Within the Black community – as well as among Latino populations, Native Americans and low-income residents – barriers to successfully planning for the future include a lack of education on the subject, as well as limited access to qualified attorneys and other advisors who work specifically with vulnerable populations.
Beyond lack of access, cost of estate planning services is the major barrier for many people of color. Davenport said opening succession plans can be especially costly, with tabs for just filing fees reaching $400 or higher in Orleans and Jefferson parishes. That doesn’t include attorney fees.
However, several opportunities for low-cost, direct help are available, including the Louis A. Martinet Legal Society, the Louisiana Bar Association and the New Orleans Bar Association, which has a “modest means” program that provides a list of attorneys who could take the case at a reduced cost. Another possibility is the Pro Bono Project, which offers legal services for successions, and Southeast Louisiana Legal Services.
There is something called a Simple Succession which costs less to file (about $200 instead of $400) but you would need an attorney to determine if this is something that would work in your case.
Oliver said that posing the issue of low-income families’ access to legal help “is always a loaded and complex question, so the answer is yes and no.”
“Obviously,” he said, “there are costs involved to get a lawyer to properly prepare all these documents.
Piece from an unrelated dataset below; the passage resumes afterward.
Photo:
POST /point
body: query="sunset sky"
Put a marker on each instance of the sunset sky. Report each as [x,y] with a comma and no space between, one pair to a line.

However, I will say that the state has made it possible for all of these things to be done at minimal costs, [such as the] costs of a local notary.”
Oliver said state law provides detailed requirements for olographic wills, “but in short, anyone can write a will in their own handwriting, with a date and signature and a few other requirements.” He said that such a process can help people with no means to pay attorneys fees, adding that “this route allows a person to write a will absolutely free, not even the costs of a notary.
Still, more assistance is needed.
“There really needs to be more resources in this area to help citizens with succession and estate planning,” Davenport said. “Education is also key.”
That’s a sentiment seconded by Oliver, who stressed that people of color, who face unique challenges while undertaking end-of-life planning, and who are succumbing to coronavirus at higher rates, must be knowledgeable of the process, and have the means to go through that process.
“Education and access would be the first two things that come to mind,” Oliver said. “Having a family lawyer and [an] education on the purpose and benefits of these documents is important.” Oliver also acknowledged that figuring out where to start can be intimidating.
Oliver added, “Peace of mind alone, knowing that your affairs are in order, can create the mental space needed to focus on other things, as these days nothing seems to be too far fetched or beyond the imagination.”